Managed corporate revenue in the fourth quarter at Alaska Airlines was up 9% year over year, according to Andrew Harrison, chief commercial officer, speaking on a fourth quarter earnings call.
Harrison said “forward-looking business bookings for 2026 are also very encouraging.” He added that first-quarter held, or deferred, managed corporate revenue on the books is up 20% year over year. The technology, manufacturing and financial services sectors in particular showed “significant increases,” according to Harrison.
Harrison also said the share of corporate travelers in business class cabins on the Seattle-to-Tokyo and Seattle-to-Seoul routes is about to pass the airline’s fair market share, “demonstrating that we have successfully tapped into the lucrative international corporate revenue pool of the West Coast that we previously did not have access to.”
Alaska, said Harrison, is “getting more and more penetration into our corporate contracts,” adding, “it all stems to what we’ve been working on to become more relevant for the corporate traveler.”
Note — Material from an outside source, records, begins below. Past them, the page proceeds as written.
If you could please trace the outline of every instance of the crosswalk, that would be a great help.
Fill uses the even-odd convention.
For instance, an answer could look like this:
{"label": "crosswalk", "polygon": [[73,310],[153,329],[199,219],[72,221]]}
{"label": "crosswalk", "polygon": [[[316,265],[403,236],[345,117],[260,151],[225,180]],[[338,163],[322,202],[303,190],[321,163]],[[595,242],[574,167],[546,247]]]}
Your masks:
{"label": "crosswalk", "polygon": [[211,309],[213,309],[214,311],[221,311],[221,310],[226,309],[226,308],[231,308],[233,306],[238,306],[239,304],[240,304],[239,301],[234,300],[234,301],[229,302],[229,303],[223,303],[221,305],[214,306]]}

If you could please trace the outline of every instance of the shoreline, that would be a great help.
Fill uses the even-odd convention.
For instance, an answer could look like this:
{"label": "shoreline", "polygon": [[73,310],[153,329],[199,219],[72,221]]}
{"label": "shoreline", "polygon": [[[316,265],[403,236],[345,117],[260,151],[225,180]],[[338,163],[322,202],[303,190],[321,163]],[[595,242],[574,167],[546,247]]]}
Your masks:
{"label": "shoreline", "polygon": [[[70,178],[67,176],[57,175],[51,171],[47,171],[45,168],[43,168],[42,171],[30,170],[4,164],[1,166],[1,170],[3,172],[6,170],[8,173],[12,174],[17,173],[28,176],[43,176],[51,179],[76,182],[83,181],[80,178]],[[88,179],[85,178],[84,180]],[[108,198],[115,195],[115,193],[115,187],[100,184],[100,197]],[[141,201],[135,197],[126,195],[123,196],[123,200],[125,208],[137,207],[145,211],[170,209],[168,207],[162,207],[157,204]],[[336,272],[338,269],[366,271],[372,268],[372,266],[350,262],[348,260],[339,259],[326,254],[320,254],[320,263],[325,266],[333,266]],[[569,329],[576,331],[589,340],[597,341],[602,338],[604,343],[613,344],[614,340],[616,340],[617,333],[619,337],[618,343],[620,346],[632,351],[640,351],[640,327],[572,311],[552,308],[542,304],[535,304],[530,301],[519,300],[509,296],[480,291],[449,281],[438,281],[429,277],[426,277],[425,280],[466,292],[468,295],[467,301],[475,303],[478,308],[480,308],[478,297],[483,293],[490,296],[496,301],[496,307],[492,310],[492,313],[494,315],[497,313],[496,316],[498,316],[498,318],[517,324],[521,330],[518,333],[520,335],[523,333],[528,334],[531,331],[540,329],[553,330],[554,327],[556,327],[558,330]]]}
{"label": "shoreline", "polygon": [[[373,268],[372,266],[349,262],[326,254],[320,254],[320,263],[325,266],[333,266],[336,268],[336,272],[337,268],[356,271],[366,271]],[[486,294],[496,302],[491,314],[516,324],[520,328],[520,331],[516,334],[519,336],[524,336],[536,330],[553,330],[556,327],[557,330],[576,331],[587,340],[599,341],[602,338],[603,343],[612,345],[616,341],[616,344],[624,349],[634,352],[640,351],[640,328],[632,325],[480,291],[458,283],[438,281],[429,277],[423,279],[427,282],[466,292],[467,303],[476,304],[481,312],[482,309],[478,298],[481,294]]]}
The carrier reported a 7.1% year-over-year increase in first- and premium-class revenue for the fourth quarter. Premium revenue represented 36% of total revenue, up one point from the third quarter. For the full year, premium cabin revenue increased 6.7% compared with 2024.
Fourth-quarter passenger revenue of more than $3.2 billion represented a 2% increase year over year, with total revenue up 3% to more than $3.6 billion. Full-year passenger revenue in 2025 was more than $12.8 billion, a 20% increase over the prior year. Total 2025 revenue was up 21% to $14.2 billion.
Net income in the fourth quarter was $21 million compared with $71 million in the same period in 2024. Alaska attributed a $30 million negative impact on fourth-quarter earnings to the government shutdown. Full-year net income was $100 million versus $395 million in 2024.
The airline projects first quarter capacity to increase 1% to 2% year over year, with full-year capacity to be up 2% to 3 % against 2025.